BUSCO in the Discovery Environment
The DE Quick Start tutorial provides an introduction to basic DE functionality and navigation.
Please work through the tutorial and add your comments on the bottom of this page. Or send comments per email to upendra@cyverse.org. Thank you.
Rationale and background:
BUSCO: assessing genome assembly and annotation completeness with single-copy orthologs
Felipe A. Simão, Robert M. Waterhouse, Panagiotis Ioannidis, Evgenia V. Kriventseva, & Evgeny M. Zdobnov Zdobnov’s Computational Evolutionary Genomics Group
Bioinformatics, published online June 9, 2015 (doi: 10.1093/bioinformatics/btv351)
BUSCO (Benchmarking UniversalSingle-Copy Orthologs) is a tool that provides measures for quantitative assessment of genome assembly, gene set, and transcriptome completeness based on evolutionarily informed expectations of gene content from near-universal single-copy orthologs selected from OrthoDB. BUSCO assessments are implemented in open-source software, with comprehensive lineage-specific sets of Benchmarking Universal Single-Copy Orthologs for arthropods, vertebrates, metazoans, fungi, eukaryotes, and bacteria.

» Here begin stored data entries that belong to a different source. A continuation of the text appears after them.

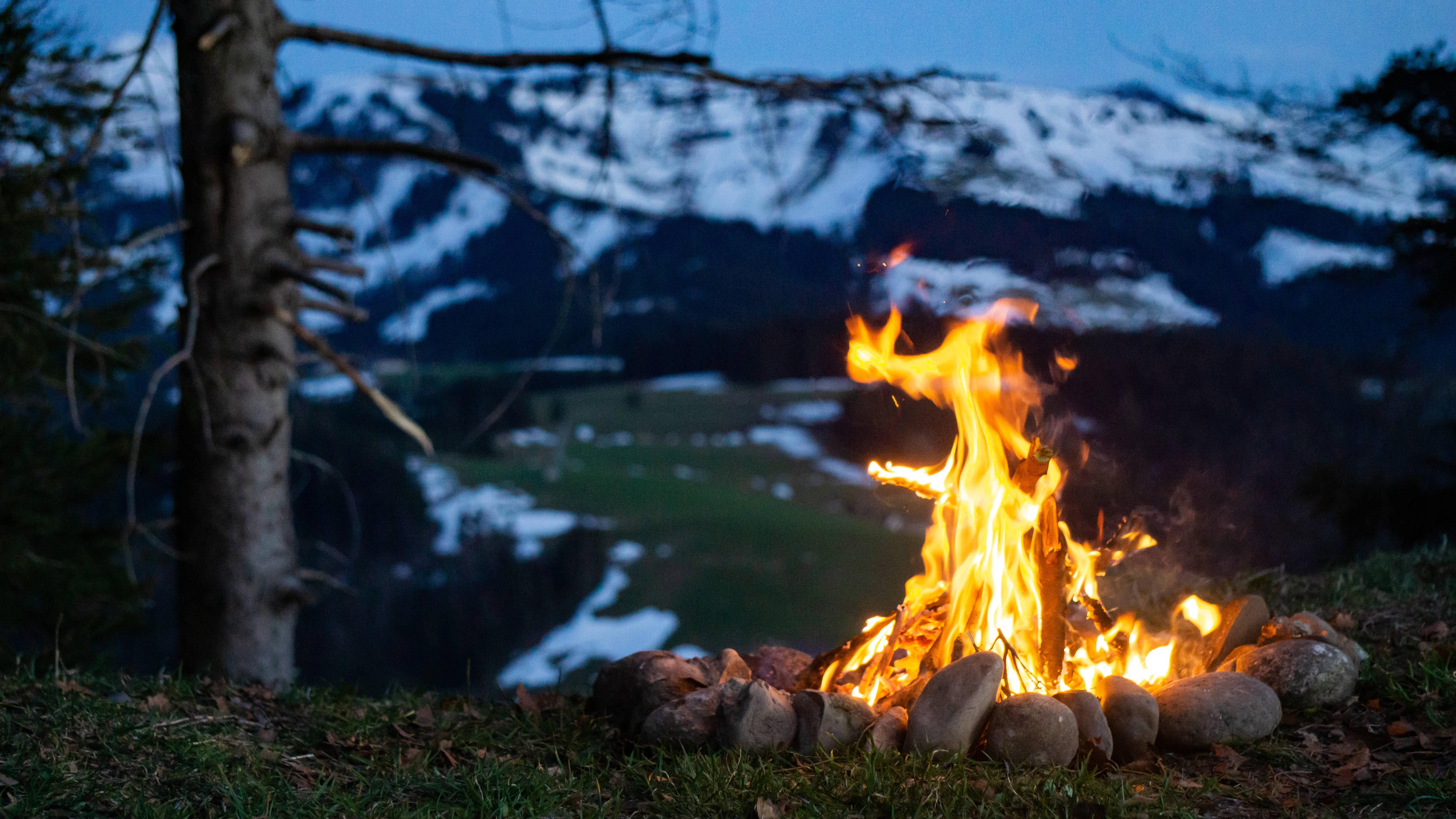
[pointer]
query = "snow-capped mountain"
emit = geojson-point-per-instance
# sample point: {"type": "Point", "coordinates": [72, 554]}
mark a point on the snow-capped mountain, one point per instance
{"type": "Point", "coordinates": [1228, 198]}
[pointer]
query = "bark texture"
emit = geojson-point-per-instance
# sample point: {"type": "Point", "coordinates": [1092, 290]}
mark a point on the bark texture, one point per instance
{"type": "Point", "coordinates": [238, 585]}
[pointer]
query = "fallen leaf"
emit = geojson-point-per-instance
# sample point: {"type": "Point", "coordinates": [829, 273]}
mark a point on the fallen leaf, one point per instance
{"type": "Point", "coordinates": [526, 702]}
{"type": "Point", "coordinates": [1229, 760]}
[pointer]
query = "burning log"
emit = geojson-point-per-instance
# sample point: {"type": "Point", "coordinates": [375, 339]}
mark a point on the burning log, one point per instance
{"type": "Point", "coordinates": [1052, 588]}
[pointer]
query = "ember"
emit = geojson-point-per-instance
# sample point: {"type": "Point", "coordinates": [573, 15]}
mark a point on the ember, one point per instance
{"type": "Point", "coordinates": [1002, 572]}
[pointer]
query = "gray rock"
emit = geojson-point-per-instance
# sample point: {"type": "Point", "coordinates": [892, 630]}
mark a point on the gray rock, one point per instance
{"type": "Point", "coordinates": [689, 721]}
{"type": "Point", "coordinates": [779, 667]}
{"type": "Point", "coordinates": [1305, 674]}
{"type": "Point", "coordinates": [756, 718]}
{"type": "Point", "coordinates": [726, 665]}
{"type": "Point", "coordinates": [953, 709]}
{"type": "Point", "coordinates": [1031, 729]}
{"type": "Point", "coordinates": [1216, 708]}
{"type": "Point", "coordinates": [1231, 662]}
{"type": "Point", "coordinates": [829, 721]}
{"type": "Point", "coordinates": [889, 732]}
{"type": "Point", "coordinates": [1325, 633]}
{"type": "Point", "coordinates": [1240, 623]}
{"type": "Point", "coordinates": [1132, 718]}
{"type": "Point", "coordinates": [632, 687]}
{"type": "Point", "coordinates": [1094, 734]}
{"type": "Point", "coordinates": [1283, 629]}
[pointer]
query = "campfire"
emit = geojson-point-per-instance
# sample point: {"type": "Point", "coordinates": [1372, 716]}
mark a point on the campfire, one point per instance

These conserved orthologs are ideal candidates for large-scale phylogenomics studies, and the annotated BUSCO gene models built during genome assessments provide a comprehensive gene predictor training set for use as part of genome annotation pipelines. BUSCO assessments offer intuitive metrics, based on evolutionarily informed expectations of gene content from hundreds of species, to gauge completeness of rapidly accumulating genomic data and satisfy an Iberian's quest for quality - "Busco calidad/qualidade". The software is freely available to download at (http://busco.ezlab.org/).
Pre-Requisites
A CyVerse account. (Register for an CyVerse account here - user.cyverse.org)
Mandatory arguments
Output folder name
Input file (Genome assembly /gene set/transcriptome) in fasta format
Lineage data (You can select the BUSCO profile files for your species of interest from here : /iplant/home/shared/iplantcollaborative/example_data/BUSCO.sample.data). For version 2.0, there is a new lineage "plantae".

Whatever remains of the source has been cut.